Has anyone ever did sailboat ownership through a chartering company like:

http://nauticblue.com

They maintain that when you purchase a boat it will cover the cost of the mortgage of your boat and some as if it was an actual investment.

Anyone done this ? Is it possible to at least cover the cost of your mortgage through one of these programs. Has anyone ever made money on one of these programs. Or is it just another timeshare program.

Does anyone know of some reputable companies.


----------



## knotaloud (Jul 6, 2007)

There's a broker/charter club near us that advertises this kinda thing; they say if you purchase a new Dufour 34 and put it in the charter pool, they guarantee all of your expensive will be covered for the first 5 years, including your mortgage (up to $500 per month), moorage, maintenance, etc. They even wash and wax it on a regular basis. They only downside I see is usage, but if you are willing to just sail mid week and give them every weekend, then you'll come out ahead. They also sell used boats, like Catalina 25's, that you can purchase and leave in the charter system to help offset costs. Also....if your boat is out for the day, you can use any boat at the dock, big or small, (for about 1/2 off the regular charter rates)


----------



## sailingdog (Mar 19, 2006)

There is one site with a pretty decent running account of owning a boat in charter... You can read about it *here*. However, I don't think that this is the usual case, since many people on the Live-aboard e-mail list recently wrote about this subject and many were very unhappy with the results of chartering their boat. The main complaints were wear and tear on their boat, theft of equipment and the charter fees not covering the mortgage on their boats over the course of the year.


----------



## kd3pc (Oct 19, 2006)

Venture

We did the charter thing with a Beneteau 36CC, beautiful boat and sails well. As for the charter program, there were some major flaws...suffice it to say they may "offset" your mortgage, but they don't do a thing for your insurance (try 3 or 4 times more since you charter), your dockage (about twice the going rate), wear and tear (and there will be plenty of that), or equipment ( I bought 4 complete sets of dock lines the first month, as "they left them somewhere" or "I did not know they stayed with the boat" - and they won't upset a good customer by asking them to pay for them. You will eat a lot of things with the charter and at best you may knock a few percent off the boat payment if you are lucky.

I would look elsewhere as NO BOAT IS AN INVESTMENT.

dave


----------



## tommyt (Sep 21, 2002)

Yachts in charter are really dependent on where you are and what you are attempting to accomplish.

I have a boat in charter in the northern great lakes. We have a short season, June to August for chartering basically, and therefore charter revenue to costs cover about half of my yearly nut. The good side is that 1/2 my nut is covered, the bad side is that there are weeks that I cannot sail because someone else is enjoying my boat. Hopefully taking care of it. Also, you have to have other passive income to offset your loss with. The day that I sell my boat business is the day that I get to deduct all of the excess costs and depreciation. Until then, it is my cost.

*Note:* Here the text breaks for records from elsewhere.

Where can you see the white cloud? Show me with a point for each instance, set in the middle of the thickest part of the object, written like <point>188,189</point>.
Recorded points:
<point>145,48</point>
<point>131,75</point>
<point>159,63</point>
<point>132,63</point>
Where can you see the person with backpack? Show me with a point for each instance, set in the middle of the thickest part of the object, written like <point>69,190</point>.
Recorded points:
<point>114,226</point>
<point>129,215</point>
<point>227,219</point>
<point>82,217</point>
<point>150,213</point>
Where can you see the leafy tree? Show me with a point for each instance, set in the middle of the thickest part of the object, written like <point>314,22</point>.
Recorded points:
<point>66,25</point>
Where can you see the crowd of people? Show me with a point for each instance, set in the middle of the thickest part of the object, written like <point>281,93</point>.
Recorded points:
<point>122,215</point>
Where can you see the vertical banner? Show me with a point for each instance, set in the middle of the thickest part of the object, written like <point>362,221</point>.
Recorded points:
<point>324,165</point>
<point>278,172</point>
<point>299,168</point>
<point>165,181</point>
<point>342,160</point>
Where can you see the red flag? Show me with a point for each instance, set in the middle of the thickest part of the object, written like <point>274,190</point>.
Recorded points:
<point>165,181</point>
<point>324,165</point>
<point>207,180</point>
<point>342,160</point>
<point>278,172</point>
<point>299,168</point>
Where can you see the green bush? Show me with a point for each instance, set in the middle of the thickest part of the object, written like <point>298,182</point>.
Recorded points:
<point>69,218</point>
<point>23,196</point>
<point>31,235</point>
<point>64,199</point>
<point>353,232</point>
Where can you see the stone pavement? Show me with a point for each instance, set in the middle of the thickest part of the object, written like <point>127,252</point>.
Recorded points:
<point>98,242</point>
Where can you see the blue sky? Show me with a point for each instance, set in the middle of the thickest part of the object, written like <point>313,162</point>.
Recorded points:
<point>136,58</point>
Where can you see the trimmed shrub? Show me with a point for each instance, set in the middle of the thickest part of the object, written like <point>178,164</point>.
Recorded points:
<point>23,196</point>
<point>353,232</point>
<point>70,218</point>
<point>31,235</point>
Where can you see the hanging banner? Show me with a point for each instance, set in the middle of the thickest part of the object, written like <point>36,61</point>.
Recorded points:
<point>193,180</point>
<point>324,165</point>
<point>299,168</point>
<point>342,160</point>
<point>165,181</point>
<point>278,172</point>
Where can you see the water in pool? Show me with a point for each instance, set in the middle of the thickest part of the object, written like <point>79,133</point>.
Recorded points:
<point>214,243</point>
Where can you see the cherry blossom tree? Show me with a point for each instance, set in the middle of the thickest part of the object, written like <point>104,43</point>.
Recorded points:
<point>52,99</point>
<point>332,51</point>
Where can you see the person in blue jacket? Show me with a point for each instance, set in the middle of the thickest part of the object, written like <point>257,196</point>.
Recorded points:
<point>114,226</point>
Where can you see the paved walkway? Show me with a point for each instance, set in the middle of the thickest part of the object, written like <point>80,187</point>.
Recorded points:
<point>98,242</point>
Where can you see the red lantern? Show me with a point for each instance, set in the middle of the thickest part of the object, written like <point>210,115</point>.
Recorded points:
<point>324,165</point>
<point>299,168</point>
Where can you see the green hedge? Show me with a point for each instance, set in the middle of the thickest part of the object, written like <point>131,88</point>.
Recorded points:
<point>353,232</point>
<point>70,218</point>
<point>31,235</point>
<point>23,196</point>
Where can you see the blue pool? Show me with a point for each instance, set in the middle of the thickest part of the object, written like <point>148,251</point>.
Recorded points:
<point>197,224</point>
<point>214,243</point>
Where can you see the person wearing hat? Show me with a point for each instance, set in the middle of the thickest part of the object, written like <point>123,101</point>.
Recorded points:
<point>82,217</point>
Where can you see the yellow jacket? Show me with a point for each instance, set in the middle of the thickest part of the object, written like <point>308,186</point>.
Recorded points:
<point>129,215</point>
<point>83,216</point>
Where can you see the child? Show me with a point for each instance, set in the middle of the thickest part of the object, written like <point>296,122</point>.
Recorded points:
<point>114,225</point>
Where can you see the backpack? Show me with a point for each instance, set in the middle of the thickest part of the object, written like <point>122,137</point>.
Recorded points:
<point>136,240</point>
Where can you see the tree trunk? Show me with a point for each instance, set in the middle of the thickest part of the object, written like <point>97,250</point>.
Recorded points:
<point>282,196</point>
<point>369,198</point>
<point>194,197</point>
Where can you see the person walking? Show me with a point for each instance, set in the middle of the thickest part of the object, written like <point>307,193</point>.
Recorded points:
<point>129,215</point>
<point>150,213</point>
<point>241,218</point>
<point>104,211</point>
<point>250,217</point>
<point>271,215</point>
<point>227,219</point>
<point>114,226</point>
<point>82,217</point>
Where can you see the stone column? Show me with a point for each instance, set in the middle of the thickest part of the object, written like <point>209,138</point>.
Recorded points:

As to the poster that had many costs not covered that were theft or stupidity, I have not had that problem. Stupidity yes, but the price was at least covered. Losses from the boat have not happened, but if they did the charter company would compensate me and most likely take it from the charterer.

I believe that the only way that charter boat ownership actually covers all of your costs is with the big boys in the Virgin Islands. They have the lenght of season to guarantee it. You get to sail your boat 3-6 weeks a year and deduct some of the trips to check your investment. That is the good side, and you have to offset the revenue with another passive investment to make it work from a tax standpoint. The downside is that after 5 years in a long season charter environment your boat is not going to look pretty. Long time in the sun and the same nice people that rent a Lincoln from Hertz and go off roading will take a toll.

There are exceptions, but the cheaper way to go is to be the charterer. At the end of the day they sail boats longer and for less money than most owners, whether in charter or not. I am still trying to find friends that think they need to own a boat and can't get along without me helping them. Beer is cheaper than mortgage payments. Unfortunately, most of my friends have already figured it out and sail with me.


----------



## 82Venture22 (Dec 8, 2006)

*Thank you everyone..*

I thought it was too good to be true,, Guess I will just stick with trips through Moorings.


----------



## tommyt (Sep 21, 2002)

82Venture,

Don't give up so easily. You did not say that you already charter with Moorings. Dependent on how many trips you take a year with them, it may work for you. An investment *( I know a boat should never be considered an investment) that can act as a second home and a rental property can work. The restrictions on how many weeks you can use a charter boat are different than a home rental from what I understand.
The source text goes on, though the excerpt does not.